4. The method according to claim 1, wherein the ionic solid salt comprises one or more selected from the group consisting of MgSO4, Mg(NO3)2, and Ca(NO3)2.

5. The method according to claim 1, wherein a weight of the water containing the ionic solid salt used for the washing in step B is 1 to 40 times a weight of the recovered positive electrode active material.

6. The method according to claim 1, wherein, in step (B), the water containing the ionic solid salt is an aqueous solution obtained by dissolving the ionic solid salt in the water or is in a dispersed phase in which a powdered ionic solid salt is dispersed in the water.

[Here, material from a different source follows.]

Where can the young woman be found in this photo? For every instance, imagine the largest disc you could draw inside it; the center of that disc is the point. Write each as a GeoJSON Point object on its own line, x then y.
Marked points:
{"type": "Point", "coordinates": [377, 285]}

7. The method according to claim 1, wherein, in step (B), a complex compound is formed on a surface of the positive electrode active material by the ionic solid salt.

8. The method according to claim 1, wherein the ionic solid salt of step (B) is used at a concentration of 0.5 to 2 mol based on 1 mol of LiF generated on the recovered positive electrode active material.

9. The method according to claim 1, wherein, in step (B), the washing comprises stirring the recovered positive electrode active material and the water containing the ionic solid salt.

10. The method according to claim 1, wherein step (B) comprises a process of drying the washed positive electrode active material.

11. The method according to claim 1, wherein the lithium precursor of step (C) comprises one or more compounds selected from the group consisting of LiOH, Li2CO3, LiNO3, and Li2O.

12. The method according to claim 1, wherein the lithium precursor of step (C) is added at least in an amount corresponding to a reduced molar ratio of lithium in the washed positive electrode active material based on a molar ratio of lithium in the positive electrode active material of step (A).

13. The method according to claim 1, wherein, in step (C), the annealing temperature is a temperature exceeding a melting point of the lithium precursor.

14. The method according to claim 1, wherein the steps further comprises:

(D) coating the annealed positive electrode active material with a coating agent by mixing the annealed positive electrode active material and the coating agent and performing heat treatment at 100 to 1,200° C.

15. A recycled positive electrode active material prepared by the method according to claim 1.

16. The recycled positive electrode active material according to claim 15, wherein a surface of the recycled positive electrode active material is coated with a coating agent comprising a metal oxide or a metal salt containing carbon.